Com o zoom bem ajustado explode o flash. Flash! Que registra a explosão de crânios e o momento da igualdade. Não é cinema, é real.

Aqui nem bons nem maus, nem mocinhos nem bandidos. Sobreviventes? Pessoas embrutecidas, alucinadas por um cotidiano de fome e misérias.

Busca-pé registra o instante. Contrariando o apelido aprendeu a não buscar pés, não se aceita capacho, nem como garantia. Aprendeu, a sair de um e de outro. A driblar. A sobreviver. Todos os lados se igualam. O lado dele é diferente. Não quer morrer, não quer entregar seu olhar a quem olha sem ver. E nisso ele está só.

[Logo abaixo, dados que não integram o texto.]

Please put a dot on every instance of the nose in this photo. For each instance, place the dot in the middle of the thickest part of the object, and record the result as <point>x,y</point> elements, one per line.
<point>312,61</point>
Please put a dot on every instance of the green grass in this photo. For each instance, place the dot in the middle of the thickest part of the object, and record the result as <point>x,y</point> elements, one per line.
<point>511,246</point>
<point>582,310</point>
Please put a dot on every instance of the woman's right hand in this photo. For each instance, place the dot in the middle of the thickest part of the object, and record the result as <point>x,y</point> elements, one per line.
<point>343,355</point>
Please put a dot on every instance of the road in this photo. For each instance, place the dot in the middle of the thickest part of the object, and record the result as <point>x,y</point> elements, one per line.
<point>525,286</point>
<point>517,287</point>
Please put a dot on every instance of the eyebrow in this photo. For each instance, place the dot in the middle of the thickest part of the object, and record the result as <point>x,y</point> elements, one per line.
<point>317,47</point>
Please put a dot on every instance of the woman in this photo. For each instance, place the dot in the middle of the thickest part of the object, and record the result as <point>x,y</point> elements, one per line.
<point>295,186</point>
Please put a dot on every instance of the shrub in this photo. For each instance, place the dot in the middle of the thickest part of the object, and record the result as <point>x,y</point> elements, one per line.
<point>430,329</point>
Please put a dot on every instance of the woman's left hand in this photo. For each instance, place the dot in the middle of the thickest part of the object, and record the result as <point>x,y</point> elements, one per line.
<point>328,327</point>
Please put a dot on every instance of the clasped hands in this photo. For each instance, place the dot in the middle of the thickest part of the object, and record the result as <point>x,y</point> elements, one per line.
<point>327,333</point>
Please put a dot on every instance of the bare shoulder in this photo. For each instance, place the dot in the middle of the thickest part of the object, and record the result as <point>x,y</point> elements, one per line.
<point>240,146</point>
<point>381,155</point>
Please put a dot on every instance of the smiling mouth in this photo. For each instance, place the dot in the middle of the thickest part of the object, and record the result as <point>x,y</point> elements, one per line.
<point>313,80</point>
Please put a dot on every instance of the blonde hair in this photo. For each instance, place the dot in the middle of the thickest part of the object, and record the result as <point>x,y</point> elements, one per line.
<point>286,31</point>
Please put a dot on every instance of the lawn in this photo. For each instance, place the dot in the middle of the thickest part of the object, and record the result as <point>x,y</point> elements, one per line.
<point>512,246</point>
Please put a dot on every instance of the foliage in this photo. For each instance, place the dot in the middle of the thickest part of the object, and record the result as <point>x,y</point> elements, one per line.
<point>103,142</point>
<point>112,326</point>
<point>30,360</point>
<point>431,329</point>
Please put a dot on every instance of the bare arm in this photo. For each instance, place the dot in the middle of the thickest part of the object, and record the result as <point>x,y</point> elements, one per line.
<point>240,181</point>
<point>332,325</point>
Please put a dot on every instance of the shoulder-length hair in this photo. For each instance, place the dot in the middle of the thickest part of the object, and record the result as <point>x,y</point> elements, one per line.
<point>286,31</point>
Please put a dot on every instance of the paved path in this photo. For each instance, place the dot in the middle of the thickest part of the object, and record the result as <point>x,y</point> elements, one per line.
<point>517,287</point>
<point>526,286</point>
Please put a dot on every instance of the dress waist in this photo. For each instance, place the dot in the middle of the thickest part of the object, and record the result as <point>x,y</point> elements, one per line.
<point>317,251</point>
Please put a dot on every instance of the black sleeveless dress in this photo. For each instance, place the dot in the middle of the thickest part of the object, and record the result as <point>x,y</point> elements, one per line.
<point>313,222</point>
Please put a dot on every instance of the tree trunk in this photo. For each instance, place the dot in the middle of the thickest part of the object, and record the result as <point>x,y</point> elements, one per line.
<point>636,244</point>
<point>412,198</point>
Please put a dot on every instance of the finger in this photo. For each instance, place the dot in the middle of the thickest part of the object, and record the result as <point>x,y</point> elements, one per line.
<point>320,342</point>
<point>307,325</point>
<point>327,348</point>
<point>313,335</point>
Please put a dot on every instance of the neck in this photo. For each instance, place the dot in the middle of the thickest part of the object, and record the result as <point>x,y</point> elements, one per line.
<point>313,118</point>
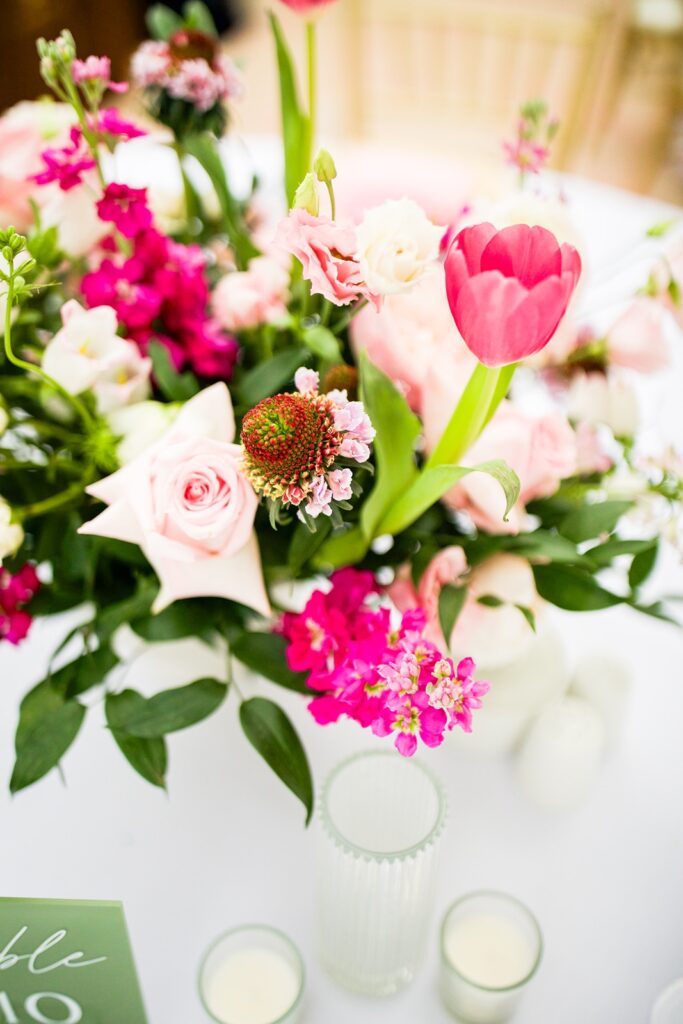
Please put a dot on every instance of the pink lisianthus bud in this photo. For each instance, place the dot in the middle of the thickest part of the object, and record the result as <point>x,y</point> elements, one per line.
<point>508,290</point>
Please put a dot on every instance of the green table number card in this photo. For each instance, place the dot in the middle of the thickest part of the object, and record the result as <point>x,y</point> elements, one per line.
<point>67,962</point>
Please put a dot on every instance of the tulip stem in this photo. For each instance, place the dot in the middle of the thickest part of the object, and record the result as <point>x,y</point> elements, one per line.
<point>483,393</point>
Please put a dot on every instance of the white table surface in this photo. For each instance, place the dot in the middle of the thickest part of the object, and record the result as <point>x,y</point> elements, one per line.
<point>227,844</point>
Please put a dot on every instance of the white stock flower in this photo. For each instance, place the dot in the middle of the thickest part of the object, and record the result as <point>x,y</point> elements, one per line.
<point>87,354</point>
<point>11,534</point>
<point>597,397</point>
<point>397,245</point>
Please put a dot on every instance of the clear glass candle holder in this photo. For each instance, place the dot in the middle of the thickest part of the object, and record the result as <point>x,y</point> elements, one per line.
<point>381,817</point>
<point>491,948</point>
<point>669,1006</point>
<point>252,975</point>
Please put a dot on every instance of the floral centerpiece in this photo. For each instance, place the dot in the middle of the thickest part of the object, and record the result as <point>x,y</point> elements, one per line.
<point>194,413</point>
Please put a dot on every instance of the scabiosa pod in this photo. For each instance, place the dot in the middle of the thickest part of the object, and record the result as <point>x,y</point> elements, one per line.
<point>296,448</point>
<point>385,677</point>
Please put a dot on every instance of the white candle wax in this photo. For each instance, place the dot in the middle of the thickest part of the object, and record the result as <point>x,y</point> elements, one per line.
<point>491,947</point>
<point>252,976</point>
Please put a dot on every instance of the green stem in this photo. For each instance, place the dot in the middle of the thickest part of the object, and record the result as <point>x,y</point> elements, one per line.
<point>312,110</point>
<point>33,368</point>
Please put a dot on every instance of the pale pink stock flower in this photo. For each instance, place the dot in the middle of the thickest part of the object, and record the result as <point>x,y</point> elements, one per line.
<point>187,505</point>
<point>250,298</point>
<point>327,253</point>
<point>340,483</point>
<point>636,340</point>
<point>321,498</point>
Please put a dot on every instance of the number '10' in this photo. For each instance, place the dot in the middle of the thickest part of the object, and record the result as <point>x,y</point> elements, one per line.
<point>32,1007</point>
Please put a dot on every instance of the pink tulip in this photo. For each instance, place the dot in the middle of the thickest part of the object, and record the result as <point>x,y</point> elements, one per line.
<point>508,290</point>
<point>306,6</point>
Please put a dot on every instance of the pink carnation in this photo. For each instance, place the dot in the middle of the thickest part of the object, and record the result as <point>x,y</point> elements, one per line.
<point>327,253</point>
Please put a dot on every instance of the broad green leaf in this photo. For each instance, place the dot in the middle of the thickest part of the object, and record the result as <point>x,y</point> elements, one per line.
<point>168,712</point>
<point>323,343</point>
<point>604,554</point>
<point>269,377</point>
<point>589,521</point>
<point>397,430</point>
<point>265,654</point>
<point>147,757</point>
<point>642,565</point>
<point>197,15</point>
<point>174,386</point>
<point>572,589</point>
<point>451,602</point>
<point>203,147</point>
<point>295,123</point>
<point>432,483</point>
<point>48,725</point>
<point>268,729</point>
<point>162,22</point>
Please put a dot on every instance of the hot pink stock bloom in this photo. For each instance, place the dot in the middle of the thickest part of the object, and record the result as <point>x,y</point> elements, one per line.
<point>541,450</point>
<point>126,208</point>
<point>392,681</point>
<point>508,290</point>
<point>327,253</point>
<point>96,70</point>
<point>15,592</point>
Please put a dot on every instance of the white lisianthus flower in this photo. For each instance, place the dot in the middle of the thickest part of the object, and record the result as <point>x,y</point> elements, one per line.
<point>397,245</point>
<point>11,534</point>
<point>138,426</point>
<point>87,354</point>
<point>596,398</point>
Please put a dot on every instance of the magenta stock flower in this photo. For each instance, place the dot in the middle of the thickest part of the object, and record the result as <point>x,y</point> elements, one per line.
<point>15,592</point>
<point>392,681</point>
<point>508,290</point>
<point>126,208</point>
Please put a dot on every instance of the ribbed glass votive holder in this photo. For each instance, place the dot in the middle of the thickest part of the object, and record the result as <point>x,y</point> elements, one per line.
<point>381,817</point>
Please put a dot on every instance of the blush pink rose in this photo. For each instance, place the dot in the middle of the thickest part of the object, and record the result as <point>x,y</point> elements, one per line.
<point>541,450</point>
<point>412,336</point>
<point>327,253</point>
<point>249,298</point>
<point>187,505</point>
<point>636,340</point>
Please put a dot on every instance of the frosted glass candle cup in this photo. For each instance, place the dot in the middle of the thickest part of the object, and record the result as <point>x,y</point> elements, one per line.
<point>381,818</point>
<point>491,949</point>
<point>252,975</point>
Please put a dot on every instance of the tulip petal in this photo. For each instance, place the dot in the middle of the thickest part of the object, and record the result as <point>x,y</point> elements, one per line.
<point>529,254</point>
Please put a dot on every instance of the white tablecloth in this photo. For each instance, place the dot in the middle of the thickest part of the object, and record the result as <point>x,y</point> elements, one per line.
<point>227,844</point>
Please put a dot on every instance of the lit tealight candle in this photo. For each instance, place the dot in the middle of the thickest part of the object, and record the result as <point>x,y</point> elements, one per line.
<point>491,949</point>
<point>252,975</point>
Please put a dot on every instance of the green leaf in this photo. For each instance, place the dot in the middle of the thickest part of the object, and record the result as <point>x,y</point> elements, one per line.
<point>265,654</point>
<point>451,601</point>
<point>147,757</point>
<point>295,123</point>
<point>48,725</point>
<point>203,147</point>
<point>174,386</point>
<point>572,589</point>
<point>268,729</point>
<point>169,711</point>
<point>591,520</point>
<point>433,483</point>
<point>642,565</point>
<point>197,15</point>
<point>396,432</point>
<point>162,22</point>
<point>323,343</point>
<point>269,377</point>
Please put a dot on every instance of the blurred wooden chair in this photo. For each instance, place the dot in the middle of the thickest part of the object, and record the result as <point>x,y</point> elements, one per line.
<point>452,74</point>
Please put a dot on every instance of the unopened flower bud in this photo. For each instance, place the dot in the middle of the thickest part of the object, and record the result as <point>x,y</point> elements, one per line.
<point>305,197</point>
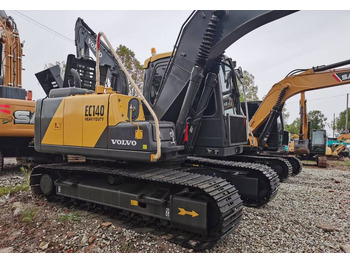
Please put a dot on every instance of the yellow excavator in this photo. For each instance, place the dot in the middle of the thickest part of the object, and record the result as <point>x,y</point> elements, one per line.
<point>266,124</point>
<point>340,147</point>
<point>16,105</point>
<point>311,144</point>
<point>159,157</point>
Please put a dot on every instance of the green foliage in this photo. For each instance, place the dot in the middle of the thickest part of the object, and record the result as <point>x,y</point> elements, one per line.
<point>317,120</point>
<point>73,216</point>
<point>8,190</point>
<point>340,122</point>
<point>133,66</point>
<point>28,215</point>
<point>250,88</point>
<point>294,127</point>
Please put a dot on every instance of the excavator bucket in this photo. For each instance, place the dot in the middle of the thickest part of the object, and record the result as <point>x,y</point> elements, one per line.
<point>301,147</point>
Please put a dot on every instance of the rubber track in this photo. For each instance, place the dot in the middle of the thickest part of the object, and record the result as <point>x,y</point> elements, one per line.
<point>287,167</point>
<point>299,163</point>
<point>264,170</point>
<point>225,194</point>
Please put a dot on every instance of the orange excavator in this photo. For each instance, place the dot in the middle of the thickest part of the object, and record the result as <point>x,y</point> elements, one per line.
<point>16,105</point>
<point>266,125</point>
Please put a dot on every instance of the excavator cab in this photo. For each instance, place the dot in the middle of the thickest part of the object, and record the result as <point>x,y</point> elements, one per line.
<point>223,128</point>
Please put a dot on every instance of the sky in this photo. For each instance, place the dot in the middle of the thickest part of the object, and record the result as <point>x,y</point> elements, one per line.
<point>302,40</point>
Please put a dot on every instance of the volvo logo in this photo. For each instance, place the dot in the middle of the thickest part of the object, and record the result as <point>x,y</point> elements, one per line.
<point>121,142</point>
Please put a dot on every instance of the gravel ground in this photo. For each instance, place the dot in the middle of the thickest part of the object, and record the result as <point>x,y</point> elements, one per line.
<point>309,214</point>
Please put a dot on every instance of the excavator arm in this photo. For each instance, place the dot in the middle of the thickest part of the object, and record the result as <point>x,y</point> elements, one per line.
<point>308,80</point>
<point>220,29</point>
<point>10,52</point>
<point>85,42</point>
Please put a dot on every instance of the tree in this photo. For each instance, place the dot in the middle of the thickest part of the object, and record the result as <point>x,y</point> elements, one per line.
<point>294,127</point>
<point>132,65</point>
<point>340,122</point>
<point>250,88</point>
<point>317,120</point>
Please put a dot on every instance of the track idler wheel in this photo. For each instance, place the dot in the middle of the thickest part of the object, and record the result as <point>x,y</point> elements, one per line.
<point>47,186</point>
<point>321,161</point>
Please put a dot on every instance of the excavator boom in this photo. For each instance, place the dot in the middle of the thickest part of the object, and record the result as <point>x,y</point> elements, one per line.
<point>308,80</point>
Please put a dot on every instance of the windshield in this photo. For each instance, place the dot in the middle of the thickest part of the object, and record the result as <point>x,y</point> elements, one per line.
<point>229,89</point>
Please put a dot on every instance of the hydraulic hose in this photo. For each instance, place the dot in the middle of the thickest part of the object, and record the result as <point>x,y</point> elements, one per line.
<point>156,121</point>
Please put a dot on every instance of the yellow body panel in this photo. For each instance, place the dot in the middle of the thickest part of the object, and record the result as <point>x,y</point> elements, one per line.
<point>73,123</point>
<point>80,120</point>
<point>94,118</point>
<point>16,118</point>
<point>54,133</point>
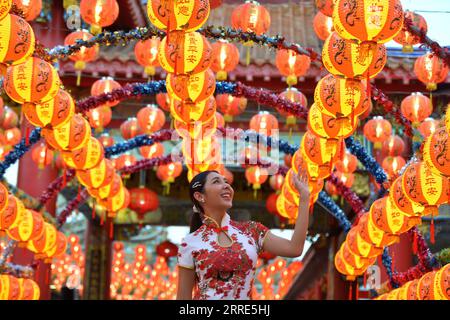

No zoom perfeito da memória a sobrevivência ensinou a escolher. Escolhe as fotos,
que o levarão para fora dali.

Sobreviver é muito mais que driblar a fome. A fome de comida nem mata mais. O estômago sabe que é pouco de cada vez. Tem de aprender a conviver. Entender o que não se entende. Explicar o inexplicável. A calar o que te grita.

Busca-pé sabe, que não sabe, que entende, que não entende, que chora, mas que vai calar.